When most people think of precision medicine, genomics is top of mind. While genomics will play an undeniably important role in realizing precision medicine, most researchers recognize the need to include other types of phenotypic data in addition to medical history and standard clinical assessment.
The last decade of genomics research has revealed a higher-than-anticipated individual genetic variation; that most traits of interest involve a combination of many genes; and, the majority of mutations of interest reside in non-coding regions of the genome, where we have a very poor understanding of the function. Influences from the microbiome, epigenetics and the environment add significant complexities. In fact, getting your whole genome sequenced provides a great deal of data, but less-than-desired tangible health information.
Basically, the vast majority of diseases don’t have a known gene association. There is growing appreciation that a combination of genetic and non-genetic factors causes complex illnesses such as diabetes, cancer, cardiovascular and neurological diseases. New approaches to boost the success rate and identification of disease-causing genes are essential. Clinicians must take into account the impact of these factors to make an informed diagnosis and apply precision medicine.
Last week, PNAS published an important paper for Metabolon. We conducted a study with Dr. Tom Caskey at Baylor College of Medicine and 80 healthy adults from his medical practice. There were 45 men and 35 women, with an average age of 54 years. Each volunteer provided a detailed medical history, and whole-exome sequencing was obtained. None of the volunteers reported any serious diseases. Healthy, right?

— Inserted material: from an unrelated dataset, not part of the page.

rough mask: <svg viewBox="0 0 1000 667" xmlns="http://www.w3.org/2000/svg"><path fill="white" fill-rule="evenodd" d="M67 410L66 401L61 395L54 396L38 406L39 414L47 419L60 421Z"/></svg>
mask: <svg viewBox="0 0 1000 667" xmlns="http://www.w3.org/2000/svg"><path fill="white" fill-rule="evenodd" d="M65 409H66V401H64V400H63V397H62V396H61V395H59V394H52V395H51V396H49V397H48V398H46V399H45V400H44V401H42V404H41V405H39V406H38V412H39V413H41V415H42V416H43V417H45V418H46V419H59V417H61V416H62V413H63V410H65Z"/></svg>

Our global metabolomics technology works much like your typical physician-ordered blood test, but rather than measuring a handful of things in the blood, we measure upwards of 500-700 things. After running these 80 healthy blood samples on our platform, we profiled 575 metabolites covering 72 biochemical pathways.
Surprisingly, we identified tentative medical findings in nearly 25 percent of the volunteers. These ranged from potential damaging genetic mutations that were previously unidentified to early signs of diabetes, liver dysfunction and gut microbiome problems. We also observed metabolic signatures associated with potential drug toxicity effects.
This is why a growing number of large precision medicine and next-generation sequencing (NGS) initiatives have adopted metabolomics as a cornerstone of their programs to link genetics and metabolic profiles to phenotypes or health states. Metabolomics reflects the influences of genes, diet, lifestyle and environment to aid in understanding gene function and how diseases originate, and it could provide the biomarkers for health assessment and customized drug therapy.
Large population studies, such as genome-wide association analyses, have shown that combining metabolomics with genomics is a valuable approach to gain new understanding of genetic variance and disease risk. In this study, we integrated genomic and metabolomic data in an attempt to improve medical interpretation of an individual’s disease risk in a small clinical cohort.
To our knowledge, our study is the first to apply non-targeted metabolomics with NGS for individual clinical assessment. The results revealed that metabolomics can give significant insights with clinical importance to health assessment and disease management in our goal toward precision medicine.